Juilliard currently runs a program started in 1990 called the Music Advancement Program (MAP) which recruits and enrolls under-represented and economically disadvantaged children for a Saturday program at our School at Lincoln Center, where each student has a private music lesson with an experienced teacher, as well as ensemble experiences and classes in music theory and history. Invariably these MAP students (who range in age from 8 to 14) not only excel in their chosen instrument but also realize better grades in their academic studies and are identified as leaders by their peers in school and beyond.

The reasons for this success are not highly complex or esoteric, in my view. Our MAP students embrace the beauty, discipline, and pure joy of making music. They are encouraged – actually required – to use their imaginations and creativity to realize their musical goals. Their group work with their fellow student musicians make them better listeners and more empathetic individuals. They are motivated because they come to appreciate the complexity and challenges of what it is to be a serious musician and to accomplish set goals with clarity and a type of personal courage that would be appreciated by anyone who has ever tried to perform in public.

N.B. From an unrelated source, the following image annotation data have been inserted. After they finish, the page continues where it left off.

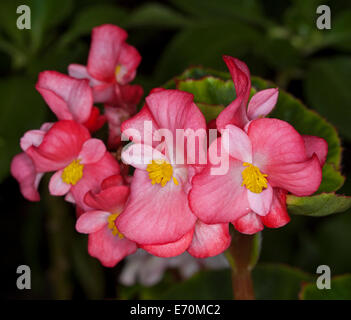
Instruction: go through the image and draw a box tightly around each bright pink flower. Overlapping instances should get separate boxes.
[68,24,142,107]
[189,119,322,233]
[36,71,106,131]
[216,56,278,130]
[117,90,206,245]
[21,120,119,209]
[76,180,137,267]
[140,220,231,258]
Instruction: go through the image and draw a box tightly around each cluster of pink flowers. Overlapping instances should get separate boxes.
[11,25,328,267]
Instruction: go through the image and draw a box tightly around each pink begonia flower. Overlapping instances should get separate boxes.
[68,24,142,107]
[76,180,137,267]
[11,123,52,201]
[116,90,206,245]
[216,56,278,130]
[35,71,106,131]
[119,249,229,286]
[21,120,119,209]
[189,119,322,234]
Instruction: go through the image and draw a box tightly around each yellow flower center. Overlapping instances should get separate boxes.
[146,160,178,187]
[107,213,124,239]
[241,162,268,193]
[61,160,84,186]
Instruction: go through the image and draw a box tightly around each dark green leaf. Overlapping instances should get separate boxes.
[299,274,351,300]
[286,193,351,217]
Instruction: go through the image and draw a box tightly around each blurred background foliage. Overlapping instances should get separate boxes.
[0,0,351,299]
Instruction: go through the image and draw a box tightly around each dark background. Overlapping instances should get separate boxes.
[0,0,351,299]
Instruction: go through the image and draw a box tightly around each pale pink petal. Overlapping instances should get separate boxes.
[247,88,279,120]
[78,139,106,164]
[261,188,290,228]
[233,212,264,234]
[188,220,231,258]
[221,125,252,163]
[247,184,273,216]
[88,227,137,267]
[87,24,127,82]
[140,230,194,258]
[76,211,110,233]
[84,186,129,213]
[267,154,322,196]
[189,139,250,224]
[121,143,168,170]
[117,169,196,245]
[49,170,71,196]
[11,152,42,201]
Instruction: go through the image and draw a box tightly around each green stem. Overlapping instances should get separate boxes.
[226,231,260,300]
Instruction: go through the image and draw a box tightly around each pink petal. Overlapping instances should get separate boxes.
[36,71,93,123]
[267,154,322,196]
[247,184,273,216]
[189,139,250,224]
[188,220,231,258]
[78,139,106,164]
[49,170,71,196]
[87,24,128,82]
[121,106,159,146]
[141,230,194,258]
[222,125,252,163]
[20,130,46,151]
[261,188,290,228]
[101,174,124,190]
[26,120,90,172]
[302,135,328,166]
[248,118,307,169]
[88,227,137,267]
[76,211,110,233]
[71,152,120,211]
[121,143,168,170]
[11,152,42,201]
[233,212,264,234]
[117,43,141,85]
[84,186,129,213]
[117,169,196,245]
[216,56,251,130]
[247,88,279,120]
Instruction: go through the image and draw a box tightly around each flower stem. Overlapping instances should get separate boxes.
[226,231,259,300]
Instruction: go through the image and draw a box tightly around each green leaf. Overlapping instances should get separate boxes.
[126,3,189,28]
[286,193,351,217]
[60,4,128,46]
[0,77,46,180]
[299,274,351,300]
[316,163,345,194]
[252,264,311,300]
[305,57,351,139]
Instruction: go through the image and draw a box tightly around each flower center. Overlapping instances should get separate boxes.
[241,162,268,193]
[107,213,124,239]
[61,160,84,186]
[146,160,178,187]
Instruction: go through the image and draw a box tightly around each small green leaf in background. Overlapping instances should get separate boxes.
[299,274,351,300]
[305,57,351,139]
[286,193,351,217]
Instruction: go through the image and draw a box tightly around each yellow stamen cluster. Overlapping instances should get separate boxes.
[146,160,178,187]
[241,162,268,193]
[61,160,84,186]
[107,213,124,239]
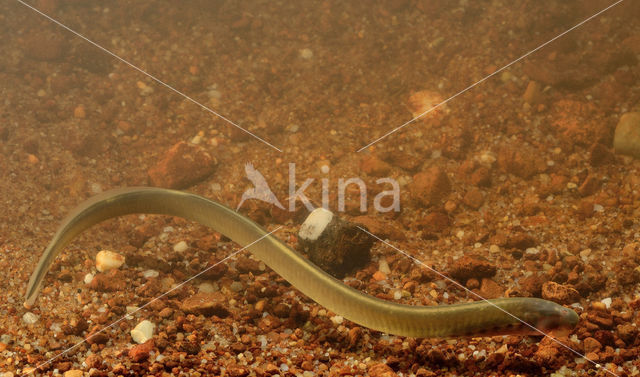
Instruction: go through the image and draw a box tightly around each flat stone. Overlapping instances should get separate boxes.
[180,292,229,317]
[148,141,217,189]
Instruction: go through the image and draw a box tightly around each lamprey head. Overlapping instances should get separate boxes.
[533,302,579,335]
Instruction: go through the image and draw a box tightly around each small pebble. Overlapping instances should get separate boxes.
[613,112,640,158]
[142,270,160,279]
[373,271,387,281]
[73,105,87,119]
[298,208,333,241]
[300,48,313,60]
[22,312,39,325]
[331,315,344,325]
[131,319,156,344]
[173,241,189,253]
[198,283,217,293]
[229,281,244,292]
[96,250,124,272]
[378,258,391,275]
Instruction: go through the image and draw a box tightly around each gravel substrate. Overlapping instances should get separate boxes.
[0,0,640,377]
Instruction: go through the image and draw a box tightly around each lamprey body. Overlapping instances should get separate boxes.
[24,187,578,337]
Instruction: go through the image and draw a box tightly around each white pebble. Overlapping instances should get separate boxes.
[298,208,333,241]
[300,48,313,60]
[229,281,244,292]
[142,270,160,279]
[173,241,189,253]
[198,283,217,293]
[22,312,39,325]
[331,315,344,325]
[96,250,124,272]
[131,319,156,344]
[378,258,391,275]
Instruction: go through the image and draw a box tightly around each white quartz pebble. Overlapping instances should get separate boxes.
[22,312,39,325]
[131,319,156,344]
[173,241,189,253]
[96,250,124,272]
[298,208,333,241]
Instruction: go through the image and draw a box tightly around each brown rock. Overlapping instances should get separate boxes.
[578,174,600,196]
[129,339,154,363]
[480,278,504,299]
[84,353,102,369]
[469,166,491,187]
[348,326,363,348]
[462,187,484,209]
[23,32,66,61]
[417,212,451,233]
[383,150,421,171]
[298,216,376,278]
[522,81,543,105]
[542,281,580,304]
[409,166,451,206]
[158,308,173,318]
[360,155,391,177]
[180,292,229,317]
[89,270,127,292]
[351,216,407,241]
[373,270,387,281]
[520,274,545,297]
[589,143,615,166]
[505,232,538,250]
[449,255,497,282]
[497,147,545,179]
[369,364,398,377]
[236,256,264,274]
[149,141,217,189]
[582,338,602,353]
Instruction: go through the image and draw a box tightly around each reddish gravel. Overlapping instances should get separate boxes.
[0,0,640,377]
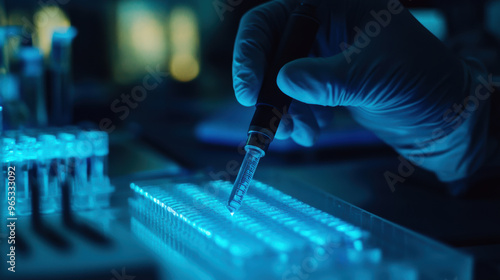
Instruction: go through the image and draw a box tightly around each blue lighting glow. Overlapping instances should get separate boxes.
[130,181,382,279]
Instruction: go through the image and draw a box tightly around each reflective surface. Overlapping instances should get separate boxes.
[130,179,464,279]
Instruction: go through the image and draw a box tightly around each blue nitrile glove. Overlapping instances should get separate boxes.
[233,0,498,181]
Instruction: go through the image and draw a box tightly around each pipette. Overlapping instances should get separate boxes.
[227,0,320,215]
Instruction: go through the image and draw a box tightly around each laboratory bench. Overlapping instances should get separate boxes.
[101,126,500,279]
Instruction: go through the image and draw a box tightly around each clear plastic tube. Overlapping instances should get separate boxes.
[50,27,77,125]
[18,47,47,127]
[15,135,37,215]
[227,145,265,215]
[37,134,61,213]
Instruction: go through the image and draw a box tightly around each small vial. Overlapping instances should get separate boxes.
[87,131,109,187]
[49,27,77,125]
[37,134,61,213]
[15,135,37,215]
[73,132,93,209]
[57,132,77,203]
[227,145,265,215]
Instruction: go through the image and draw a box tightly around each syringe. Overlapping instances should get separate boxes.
[227,0,320,214]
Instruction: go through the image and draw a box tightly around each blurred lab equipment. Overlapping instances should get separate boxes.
[130,175,472,280]
[48,27,77,126]
[2,127,114,215]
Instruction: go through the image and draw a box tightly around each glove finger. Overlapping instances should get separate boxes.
[309,105,334,128]
[289,101,320,147]
[277,54,362,106]
[232,1,294,106]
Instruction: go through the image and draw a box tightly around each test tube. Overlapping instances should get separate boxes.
[57,132,76,205]
[0,138,16,234]
[87,131,109,187]
[37,134,61,213]
[73,132,93,209]
[18,47,47,127]
[0,27,7,75]
[50,27,77,126]
[15,135,37,215]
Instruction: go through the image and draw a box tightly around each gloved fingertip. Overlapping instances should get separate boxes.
[233,74,260,107]
[274,122,293,140]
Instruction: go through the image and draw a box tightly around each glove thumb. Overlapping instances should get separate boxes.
[276,54,354,106]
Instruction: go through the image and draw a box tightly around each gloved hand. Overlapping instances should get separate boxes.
[233,0,492,181]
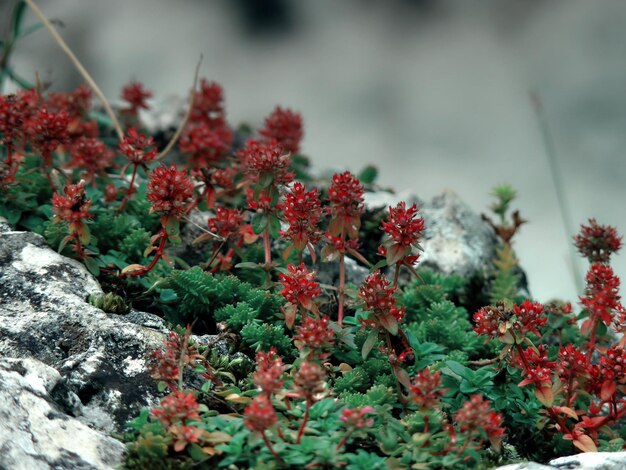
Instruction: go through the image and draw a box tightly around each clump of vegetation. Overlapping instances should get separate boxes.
[0,2,626,469]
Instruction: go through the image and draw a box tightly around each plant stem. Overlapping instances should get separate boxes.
[296,400,311,444]
[120,229,167,278]
[337,253,346,328]
[25,0,124,141]
[335,430,352,452]
[261,431,283,465]
[117,165,137,212]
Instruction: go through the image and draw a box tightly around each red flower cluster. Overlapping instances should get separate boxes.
[278,264,321,310]
[151,390,200,428]
[580,263,624,330]
[52,181,92,227]
[119,127,157,166]
[239,140,295,188]
[148,163,193,217]
[178,121,233,169]
[339,406,374,430]
[208,206,244,239]
[243,394,278,433]
[359,270,404,326]
[280,182,322,251]
[474,299,548,344]
[27,107,70,166]
[294,361,326,403]
[293,316,335,355]
[556,344,589,383]
[328,171,365,239]
[512,299,548,336]
[574,219,622,263]
[122,82,152,116]
[259,106,304,153]
[0,95,28,153]
[454,395,505,448]
[69,137,115,182]
[252,347,286,396]
[379,201,424,265]
[409,368,446,410]
[190,78,225,127]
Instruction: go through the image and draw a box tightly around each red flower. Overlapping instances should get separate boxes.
[169,426,204,452]
[293,316,335,353]
[252,347,286,395]
[359,270,404,321]
[239,140,295,188]
[0,95,28,153]
[454,395,505,448]
[280,182,322,251]
[208,206,244,239]
[52,181,92,226]
[278,264,321,310]
[190,79,224,125]
[409,369,446,410]
[148,164,193,216]
[259,106,304,153]
[339,406,374,430]
[151,390,200,428]
[574,219,622,263]
[119,127,157,165]
[513,299,548,336]
[243,394,278,433]
[556,344,589,384]
[122,82,152,114]
[69,137,115,181]
[178,122,233,168]
[580,263,624,329]
[27,108,70,166]
[474,300,548,344]
[328,171,365,239]
[381,201,424,265]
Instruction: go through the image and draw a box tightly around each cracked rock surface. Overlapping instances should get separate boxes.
[0,358,124,470]
[0,221,164,432]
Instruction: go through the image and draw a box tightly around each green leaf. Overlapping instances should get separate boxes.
[359,165,378,184]
[11,0,27,41]
[269,215,280,238]
[361,330,378,360]
[165,216,180,238]
[259,171,274,188]
[83,258,100,276]
[252,214,269,235]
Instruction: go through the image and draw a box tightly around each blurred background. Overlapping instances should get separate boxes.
[0,0,626,302]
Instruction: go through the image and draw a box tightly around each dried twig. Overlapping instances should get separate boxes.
[154,55,202,161]
[25,0,124,140]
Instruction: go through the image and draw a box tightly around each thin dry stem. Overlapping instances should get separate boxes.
[154,55,202,161]
[25,0,124,140]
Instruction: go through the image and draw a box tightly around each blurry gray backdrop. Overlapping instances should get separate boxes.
[0,0,626,301]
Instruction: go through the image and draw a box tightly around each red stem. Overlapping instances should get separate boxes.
[261,431,283,465]
[118,165,137,212]
[335,430,352,452]
[296,400,311,444]
[587,319,599,367]
[337,253,346,328]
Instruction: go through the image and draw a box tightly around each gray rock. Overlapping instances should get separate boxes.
[365,191,496,277]
[496,452,626,470]
[0,358,124,470]
[419,191,496,276]
[550,452,626,470]
[0,226,164,432]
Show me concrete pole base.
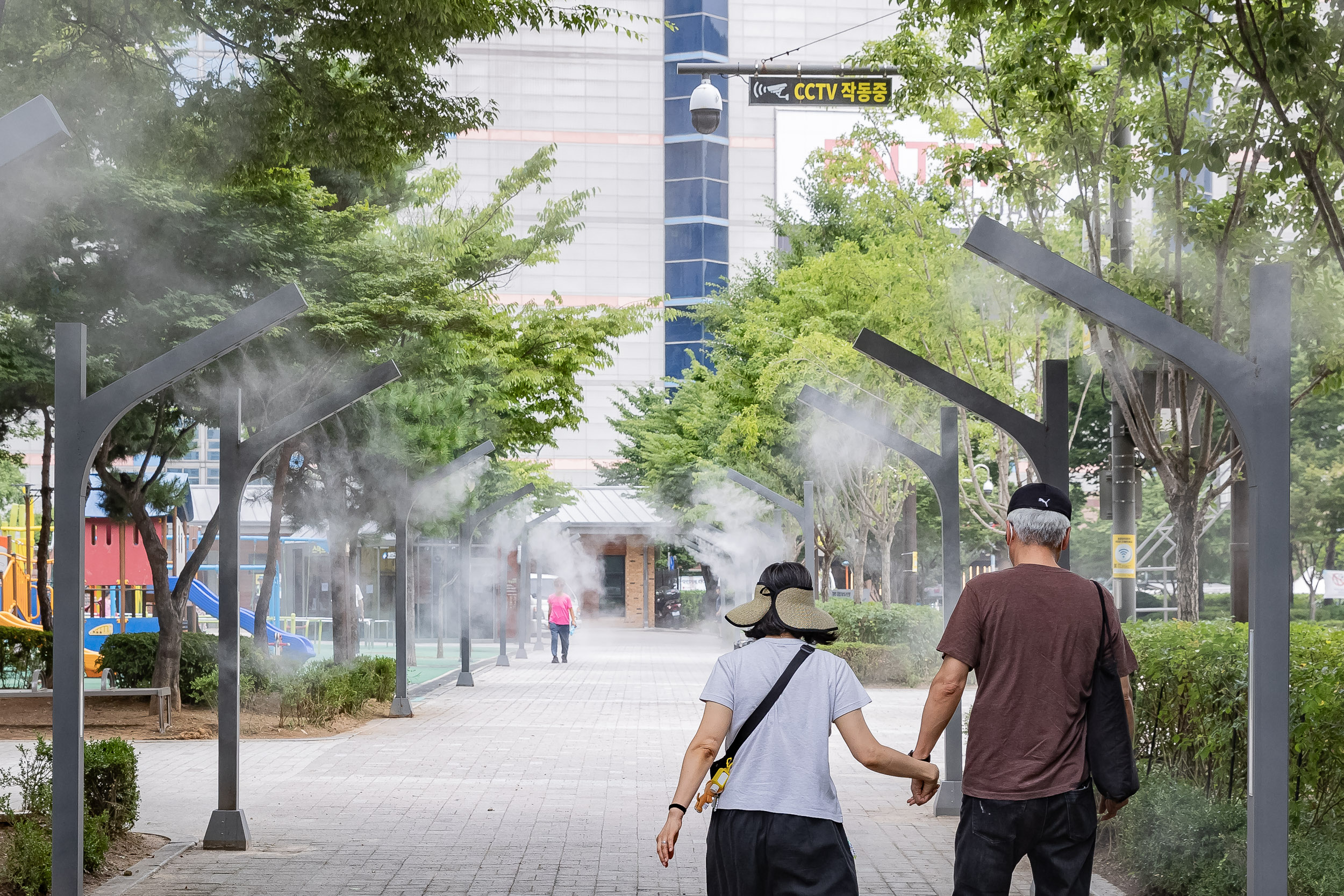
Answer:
[933,780,961,817]
[201,809,252,852]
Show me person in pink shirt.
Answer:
[547,579,580,662]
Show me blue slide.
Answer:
[168,576,317,657]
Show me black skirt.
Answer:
[704,809,859,896]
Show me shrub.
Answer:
[280,657,397,726]
[1125,622,1344,825]
[821,641,919,685]
[85,737,140,833]
[4,818,51,896]
[817,600,942,678]
[101,632,280,707]
[84,804,112,873]
[0,626,51,688]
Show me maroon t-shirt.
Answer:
[938,563,1139,799]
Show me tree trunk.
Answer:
[253,439,298,643]
[878,524,897,607]
[849,525,868,603]
[1171,489,1199,622]
[331,531,359,664]
[900,488,919,603]
[35,407,55,632]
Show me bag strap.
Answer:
[1093,579,1110,662]
[723,643,817,759]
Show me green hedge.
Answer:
[817,600,942,681]
[0,626,51,688]
[280,657,397,726]
[1125,622,1344,825]
[821,641,921,685]
[99,632,280,704]
[0,737,140,896]
[1102,769,1344,896]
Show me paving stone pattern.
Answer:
[0,625,1116,896]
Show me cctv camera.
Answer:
[691,78,723,134]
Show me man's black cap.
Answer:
[1008,482,1074,520]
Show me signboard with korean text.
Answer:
[747,75,891,107]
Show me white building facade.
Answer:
[432,0,891,486]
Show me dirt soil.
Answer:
[0,823,168,896]
[0,697,391,740]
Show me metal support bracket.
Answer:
[854,329,1069,570]
[51,285,308,896]
[208,361,401,849]
[387,439,495,719]
[457,482,537,688]
[726,469,817,586]
[965,216,1293,896]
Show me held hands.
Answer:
[659,809,682,868]
[1097,797,1129,821]
[906,762,938,806]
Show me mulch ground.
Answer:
[0,697,391,740]
[0,822,168,896]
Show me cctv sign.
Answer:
[747,75,891,106]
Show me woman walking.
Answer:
[657,563,938,896]
[547,579,580,662]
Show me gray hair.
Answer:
[1008,508,1069,551]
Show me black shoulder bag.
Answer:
[695,643,817,812]
[1088,582,1139,802]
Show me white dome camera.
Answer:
[691,75,723,134]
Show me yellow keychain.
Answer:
[695,759,733,812]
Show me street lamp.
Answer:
[691,75,723,134]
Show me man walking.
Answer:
[911,482,1139,896]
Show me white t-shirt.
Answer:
[700,638,873,821]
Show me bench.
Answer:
[0,688,172,734]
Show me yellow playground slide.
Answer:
[0,610,102,678]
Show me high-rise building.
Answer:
[433,0,891,485]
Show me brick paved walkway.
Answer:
[0,625,1116,896]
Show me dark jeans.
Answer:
[952,780,1097,896]
[704,809,859,896]
[550,622,570,657]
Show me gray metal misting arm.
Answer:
[965,218,1293,896]
[457,482,537,688]
[726,469,817,584]
[387,439,495,718]
[513,508,561,660]
[51,285,306,896]
[201,361,401,850]
[798,385,962,815]
[0,94,70,168]
[854,329,1069,568]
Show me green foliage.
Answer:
[820,642,922,686]
[817,600,942,681]
[99,632,282,707]
[0,626,51,688]
[1125,621,1344,825]
[3,818,51,896]
[680,591,704,622]
[0,737,140,896]
[1107,770,1246,896]
[85,804,112,872]
[85,737,140,842]
[280,657,397,726]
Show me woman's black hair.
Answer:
[746,563,836,645]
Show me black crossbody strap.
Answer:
[723,643,817,761]
[1093,579,1110,662]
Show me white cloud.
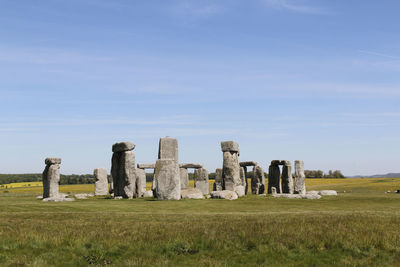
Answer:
[263,0,327,14]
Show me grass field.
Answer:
[0,178,400,266]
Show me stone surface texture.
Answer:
[179,167,189,189]
[112,142,135,153]
[154,159,181,200]
[294,160,306,194]
[251,165,265,195]
[268,164,281,194]
[42,158,61,199]
[194,168,210,195]
[93,168,108,196]
[281,164,293,194]
[210,190,238,200]
[111,142,138,198]
[181,188,204,199]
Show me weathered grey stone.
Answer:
[179,168,189,190]
[222,152,242,191]
[221,141,239,153]
[251,165,265,195]
[137,163,156,169]
[44,158,61,165]
[179,163,203,169]
[181,188,204,199]
[143,190,154,197]
[294,160,306,194]
[194,168,210,195]
[154,159,181,200]
[281,164,293,194]
[210,190,238,200]
[235,185,246,197]
[318,190,337,196]
[213,169,223,191]
[111,151,138,198]
[93,168,108,196]
[136,169,146,197]
[42,159,61,199]
[158,136,178,162]
[239,161,258,167]
[268,164,281,194]
[112,142,135,153]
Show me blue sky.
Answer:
[0,0,400,175]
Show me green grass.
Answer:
[0,179,400,266]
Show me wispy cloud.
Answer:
[262,0,328,14]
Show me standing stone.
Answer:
[268,164,281,194]
[94,168,108,196]
[179,168,189,189]
[214,169,223,191]
[294,160,306,194]
[111,142,138,198]
[158,136,178,162]
[153,137,181,200]
[251,165,265,195]
[136,169,146,197]
[194,168,210,195]
[154,159,181,200]
[281,161,293,194]
[42,158,61,199]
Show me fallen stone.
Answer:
[112,142,135,153]
[210,190,238,200]
[181,188,204,199]
[137,163,156,169]
[179,163,203,169]
[221,141,239,153]
[319,190,337,196]
[93,168,108,196]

Today the arts are simply undervalued or completely ignored by many school systems around America. In New York City, teachers, principals, and entire schools are evaluated based on test scores in reading, mathematics, the sciences, but not in the arts.

I have met troubled school principals throughout New York City who have supported thriving arts programs in their individual schools and are frustrated by the fact that these arts programs are not considered when their schools are evaluated for the effectiveness of their teaching. As a result, these administrators and teachers often become despondent and either give up on these arts programs or simply disappear into retirement because New York City has no structural way to reward these educational leaders for their good work in the arts.

Sadly, America has had a long history of ignoring or undervaluing the arts. Today we see a disturbing number of our representatives in Washington, D.C. working to eliminate both the National Endowments for the Arts and the Humanities, although each endowment’s budget is in the range of $150 million – a paltry sum when viewed in the context of the current federal budget.

Recently, the House Committee on Education & the Workforce approved HR 1891, repealing specific provisions of the Elementary and Secondary Education Act (ESEA) of 1965. This new bill terminates 42 federal education programs, including the longstanding Arts in Education program at the U.S. Department of Education. Of major concern is that HR 1891 permanently strips policy language out of ESEA that allows Arts in Education to be funded each year.

It is time that legislators, school administrators, parents and the general public collectively come together to reinstate the presence of the arts in our schools’ curricula. Some of the attributes that we value most in our country – discipline, creativity, imagination, empathy, unconventional thinking – are exactly the qualities that are nurtured and developed by the study of the arts.

Let us not let down another generation of our children by allowing the arts to be disregarded by our educational systems around America.

Joseph Polisi is the president of The Juilliard School and an accomplished bassoonist.